Thanking IAMMM for the award, Ambassador Khan said he was honoured to be associated with the iconic figure of Dr. Martin Luther King and his mission. “When you honour me, in fact, you are honouring Pakistan and its people,” he said.
He also thanked Madeline Lawson, President and CEO of MLK, Jr. International Salute, for her initiative to revive the great event after the coronavirus pandemic, to celebrate the life and work of Dr. King. “By associating the diplomatic corps with the Salute, you reach out to all nations and peoples of the world.”
Earlier in his opening address as Chairman, Ambassador Khan paid a glowing tribute to the great US leader who fought repression and depravity to uphold respect for diversity and human dignity.
“His legacy can be summed up in three words: freedom, equality, and justice, for all. It provides a template for combating, anywhere in the world, inequality and discrimination on the basis of race, color, creed, gender, ethnicity and nationality. “On this day, let’s not forget the people being consumed by the fury of unjust wars and illegal occupation,” he added. Ambassador Khan said that the vision of Dr. King continued to inspire world leaders, lawmakers and human rights activists and defenders. Referring to 1969 Convention on the Elimination of All Forms of Racial Discrimination ((CERD), he said that Dr. King’s strong advocacy for racial equality influenced legislation at the United Nations expanding the body of international law that promotes and protects universal rights of all. “His struggle spurred anti-apartheid movement in South Africa, and helped hasten the demise of colonialism,” he continued.

“Like other nations, Pakistan has also been inspired by Dr. King. Personally, for me and other diplomats he has been a lodestar for fulfilling our shared obligations to promote civil liberties and fundamental freedoms,” he said.
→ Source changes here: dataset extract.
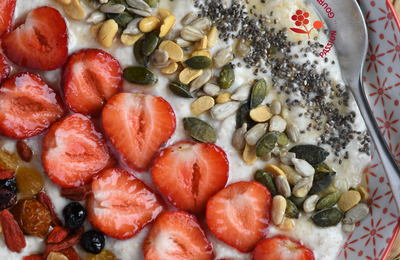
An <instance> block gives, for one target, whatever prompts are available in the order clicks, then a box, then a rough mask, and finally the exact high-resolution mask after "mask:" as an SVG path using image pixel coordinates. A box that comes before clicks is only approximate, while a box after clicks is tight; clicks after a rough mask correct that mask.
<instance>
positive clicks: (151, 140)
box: [102, 93, 176, 172]
mask: <svg viewBox="0 0 400 260" xmlns="http://www.w3.org/2000/svg"><path fill="white" fill-rule="evenodd" d="M102 123H103V127H104V130H105V131H106V133H107V135H108V137H109V138H110V139H111V142H112V143H113V144H114V146H115V147H116V148H117V149H118V151H120V152H121V154H122V155H123V157H124V160H125V162H126V163H127V164H128V165H129V167H131V168H132V169H134V170H136V171H138V172H143V171H146V170H148V169H149V167H150V163H151V160H152V159H153V157H154V155H155V154H156V153H157V151H158V150H159V149H160V147H161V146H162V145H163V144H165V143H166V142H167V141H168V139H169V138H170V137H171V135H172V134H173V133H174V131H175V126H176V121H175V113H174V111H173V110H172V107H171V105H170V104H169V103H168V102H167V101H165V100H164V99H163V98H162V97H155V96H151V95H146V94H140V93H121V94H118V95H116V96H113V97H112V98H111V99H110V100H109V101H108V102H107V105H106V106H105V107H104V109H103V114H102Z"/></svg>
Referring to the saying of Prophet Muhammad (P.B.U.H), made fifteen centuries ago, that a white has no superiority over black nor a black has any superiority over white – except by piety and good deeds, Ambassador Masood Khan said that the saying was so compellingly echoed in Dr. King’s declaration in 1963 that all people should be judged not “by the color of their skin, but by the content of their character.”

Masood Khan said that in line with the vision of the great US leader, “we should work together for eradication of poverty and climate justice worldwide’, he said.

“On this day, let’s not forget the poor populations that seek attention and help,” he emphasized.

Speaking on the occasion the Karachi-born U.S. Senator Chris Van Hollen said that “we all have a responsibility to do our very best to stand up for human rights and justice.

“Not only when it’s politically convenient, but across the globe, applying those standards, not just to our foes but also to our friends,” he said.

Talking about environmental justice, he said that “those around the world who are most vulnerable are those who are the most harmed by climate change.

Referring to the recent floods in Pakistan, Senator Hollen said it was important that the United States and other countries that had been primarily responsible for the release of carbon emissions and climate change do their best to address the inequities and harm imposed on countries who contribute very low.

Ambassador Masood Khan thanked Senator Chris and said that Pakistan was striving to get recognition for climate justice, not just for Pakistan but for all vulnerable countries around the globe.